In recent years, computer vision has undergone a paradigm shift from static, model-centric analysis to dynamic, interactive systems. These systems empower users to guide and refine model behavior with visual and textual prompts, transforming them from passive observers into active collaborators. This evolution significantly enhances model effectiveness, resolves ambiguity, and broadens the accessibility of AI-driven applications. This thesis presents a cohesive journey through the landscape of interactive prompting, charting a course from simple pixel-level guidance to complex semantic reasoning.
The journey begins with interactive visual prompting, where minimal user input is leveraged to solve complex segmentation tasks. The first chapter introduces SimpSON, a novel framework that dramatically simplifies photo cleanup by segmenting multiple distracting objects with just a single click. The subsequent chapter advances this theme with MaGGIe, which tackles the inherent ambiguity of instance matting in multi-person scenes. By using coarse mask prompts, MaGGIe achieves precise alpha mattes, demonstrating how minimal but targeted guidance can ensure robust and accurate outcomes. These works underscore how simple visual interactions can profoundly enhance segmentation accuracy while minimizing user effort.
The thesis then transitions to interactive textual prompting, exploring how natural language unlocks greater expressivity in vision systems. The third part introduces CoLLM, a retrieval framework that aligns nuanced textual descriptions with precise visual content without relying on explicitly annotated triplet datasets. Building upon this, the fourth part expands into the omni-modal domain with OmniRet, a unified model that seamlessly integrates image, video, audio, and text. OmniRet learns a joint embedding space to interpret complex, cross-modal user queries, establishing a new foundation model for flexible and efficient information retrieval systems.
The final part of this thesis confronts the core challenge of unstructured prompts by introducing structured semantic representations. This section establishes the scene graph as a critical intermediate representation for bridging the gap between language and vision. We demonstrate its power across three domains: enhancing the relational alignment in image-text matching, guiding the compositional generation of content in text-to-image synthesis, and enabling verifiable, grounded action sequences in robotic task planning. These applications reveal how structured semantics are key to unlocking more robust, accurate, and interpretable AI.
Collectively, this thesis charts a clear path from simple interactions to sophisticated reasoning, providing a comprehensive exploration of prompting paradigms that are making computer vision systems more responsive, precise, and intuitive. These advancements not only redefine user-model collaboration but also mark significant progress toward more powerful and accessible artificial intelligence.

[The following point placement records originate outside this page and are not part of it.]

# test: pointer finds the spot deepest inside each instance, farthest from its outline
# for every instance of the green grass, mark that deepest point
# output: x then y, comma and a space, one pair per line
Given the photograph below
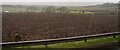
78, 44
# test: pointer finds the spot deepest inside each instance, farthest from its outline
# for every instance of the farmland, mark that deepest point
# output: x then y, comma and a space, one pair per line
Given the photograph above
37, 26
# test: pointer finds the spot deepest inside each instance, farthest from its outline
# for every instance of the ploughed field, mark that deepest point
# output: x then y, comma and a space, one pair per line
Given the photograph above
36, 26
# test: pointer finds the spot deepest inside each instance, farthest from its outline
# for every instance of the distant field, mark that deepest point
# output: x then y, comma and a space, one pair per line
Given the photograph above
34, 26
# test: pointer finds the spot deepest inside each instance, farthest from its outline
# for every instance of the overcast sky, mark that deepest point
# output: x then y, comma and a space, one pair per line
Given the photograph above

Chuong Huynh is a fifth-year Ph.D. candidate in Computer Science at the University of Maryland, College Park, where he is advised by Professor Abhinav Shrivastava. His research focuses on interactive computer vision, exploring how user input, whether visual or textual, can drive deeper and more adaptive image understanding. Passionate about building intelligent systems that collaborate with people, Chuong has applied his work in real-world settings through research internships at Adobe, Amazon and Samsung Research America, where he contributed to advancing user-centric AI technologies.